Optimistic knowledge gradient

Last updated

In statistics, the optimistic knowledge gradient [1] is a smart decision-making strategy developed by Xi Chen, Qihang Lin and Dengyong Zhou in 2013 to help solve complex problems in crowdsourced data labeling (a form of optimal computing budget allocation problem). In crowdsourcing, multiple people are asked to label or classify data, but each labeling attempt comes with a cost. [2]

Contents

The main challenge is figuring out the most efficient way to allocate resources when you want to get the most accurate labels without spending too much money. Imagine you're running a project where you need to classify thousands of images, and each person you ask to label an image charges a fee. The optimistic knowledge gradient helps you determine the most cost-effective way to get the most reliable labels by strategically choosing which items to have labeled and by whom.

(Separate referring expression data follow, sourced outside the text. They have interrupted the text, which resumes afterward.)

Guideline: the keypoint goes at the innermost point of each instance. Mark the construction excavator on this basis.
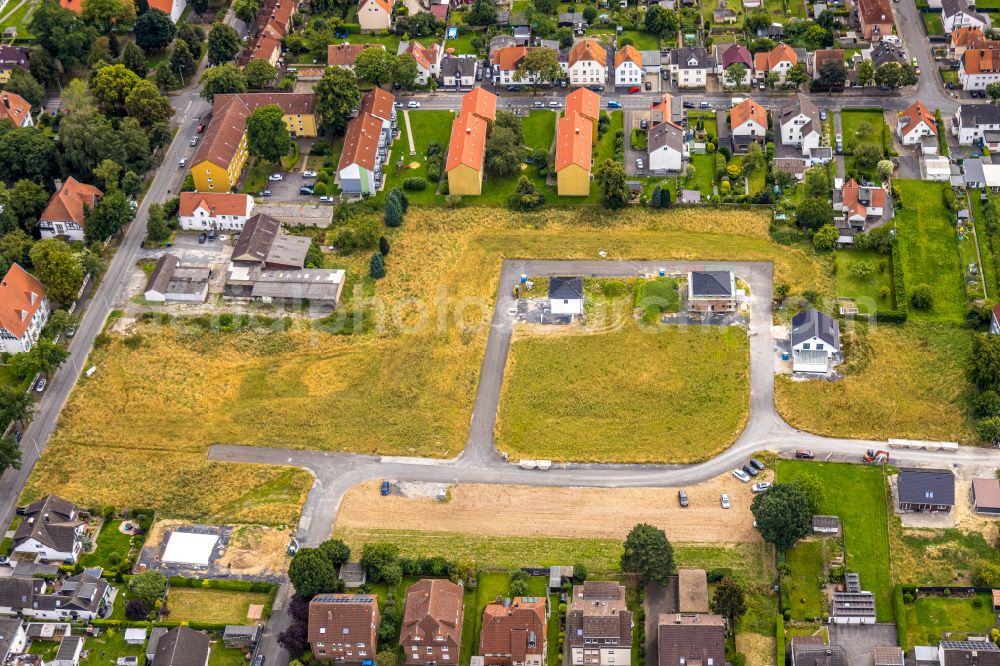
(873, 457)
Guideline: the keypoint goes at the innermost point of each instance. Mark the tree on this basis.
(108, 217)
(267, 134)
(181, 61)
(648, 554)
(729, 600)
(223, 44)
(107, 14)
(154, 31)
(312, 572)
(337, 95)
(148, 586)
(539, 66)
(610, 177)
(782, 514)
(135, 59)
(921, 297)
(376, 266)
(375, 66)
(736, 74)
(260, 73)
(25, 85)
(223, 79)
(57, 268)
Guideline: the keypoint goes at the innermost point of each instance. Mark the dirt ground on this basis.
(599, 513)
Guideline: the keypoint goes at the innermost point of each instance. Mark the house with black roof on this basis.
(711, 291)
(815, 341)
(566, 296)
(926, 489)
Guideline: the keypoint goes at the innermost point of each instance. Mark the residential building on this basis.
(170, 281)
(915, 123)
(599, 625)
(926, 489)
(958, 13)
(458, 72)
(374, 15)
(574, 148)
(748, 121)
(667, 148)
(711, 292)
(728, 56)
(689, 67)
(875, 18)
(428, 60)
(691, 639)
(978, 68)
(200, 211)
(431, 631)
(182, 646)
(223, 154)
(367, 143)
(343, 628)
(64, 216)
(24, 309)
(514, 632)
(14, 108)
(346, 54)
(467, 148)
(628, 67)
(585, 103)
(779, 60)
(51, 529)
(815, 341)
(566, 296)
(588, 63)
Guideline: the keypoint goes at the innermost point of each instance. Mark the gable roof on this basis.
(574, 140)
(812, 323)
(67, 205)
(914, 115)
(588, 49)
(926, 486)
(21, 295)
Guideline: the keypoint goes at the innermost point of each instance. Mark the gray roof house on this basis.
(926, 489)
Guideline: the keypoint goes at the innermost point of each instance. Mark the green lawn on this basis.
(928, 248)
(427, 127)
(865, 292)
(802, 588)
(928, 617)
(857, 495)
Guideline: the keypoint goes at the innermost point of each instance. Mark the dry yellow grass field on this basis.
(136, 433)
(910, 384)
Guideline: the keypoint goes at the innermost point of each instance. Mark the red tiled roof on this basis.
(20, 297)
(67, 204)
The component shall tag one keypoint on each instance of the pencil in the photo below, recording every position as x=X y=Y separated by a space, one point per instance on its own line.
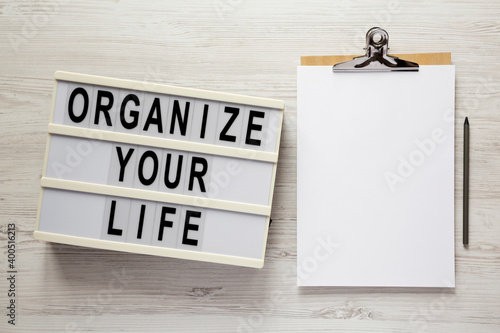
x=466 y=183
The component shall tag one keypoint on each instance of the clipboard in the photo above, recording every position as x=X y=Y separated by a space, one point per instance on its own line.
x=442 y=58
x=352 y=229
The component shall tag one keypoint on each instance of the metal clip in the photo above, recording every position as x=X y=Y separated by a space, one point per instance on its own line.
x=376 y=58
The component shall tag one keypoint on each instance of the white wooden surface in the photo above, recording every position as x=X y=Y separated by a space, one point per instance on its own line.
x=247 y=47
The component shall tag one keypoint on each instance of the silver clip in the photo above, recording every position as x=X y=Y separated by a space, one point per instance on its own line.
x=376 y=58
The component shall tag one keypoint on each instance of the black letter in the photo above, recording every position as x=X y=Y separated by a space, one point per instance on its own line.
x=204 y=122
x=223 y=136
x=123 y=162
x=141 y=222
x=252 y=126
x=164 y=223
x=176 y=114
x=198 y=174
x=72 y=116
x=188 y=226
x=104 y=108
x=134 y=114
x=151 y=179
x=175 y=183
x=155 y=108
x=111 y=230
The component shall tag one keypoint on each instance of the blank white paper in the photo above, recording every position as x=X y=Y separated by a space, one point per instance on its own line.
x=375 y=178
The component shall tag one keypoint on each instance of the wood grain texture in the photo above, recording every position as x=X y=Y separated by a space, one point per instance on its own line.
x=441 y=58
x=252 y=48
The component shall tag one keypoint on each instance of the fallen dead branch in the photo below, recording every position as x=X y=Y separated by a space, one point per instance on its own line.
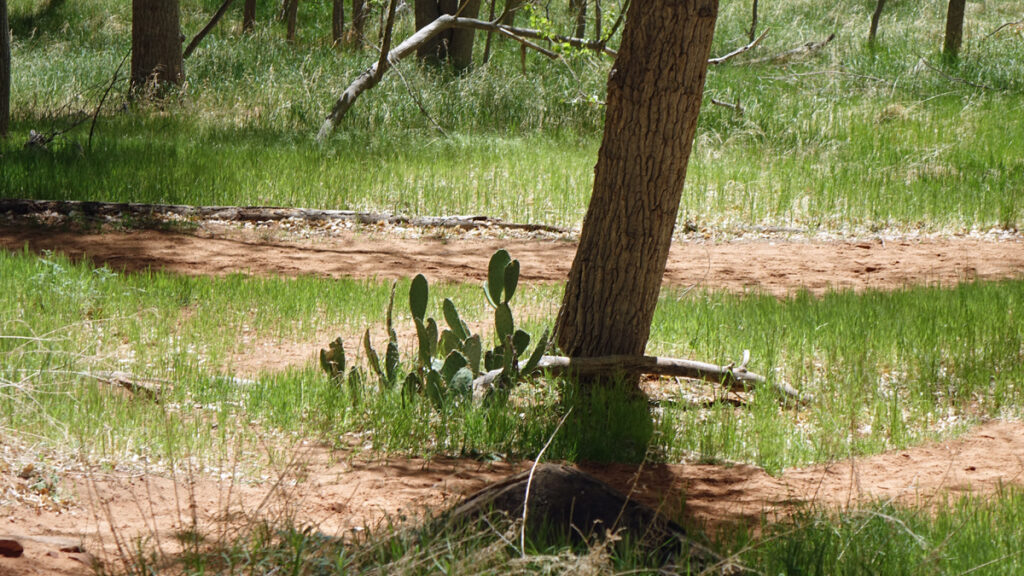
x=740 y=50
x=605 y=365
x=734 y=107
x=254 y=213
x=150 y=387
x=807 y=48
x=1003 y=27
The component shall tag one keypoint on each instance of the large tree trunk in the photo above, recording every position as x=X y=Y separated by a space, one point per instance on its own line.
x=4 y=71
x=954 y=29
x=156 y=42
x=653 y=99
x=452 y=45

This approach is particularly useful in machine learning and data science, where getting accurate labeled data is crucial but can be expensive. By using mathematical techniques, the method tries to maximize the information gained while minimizing the overall cost of labeling.

Motivation

The optimal computing budget allocation problem is formulated as a Bayesian Markov decision process [3] (MDP) and is solved by using the dynamic programming (DP) algorithm where the Optimistic knowledge gradient policy is used to solve the computationally intractable of the dynamic programming [4] (DP) algorithm.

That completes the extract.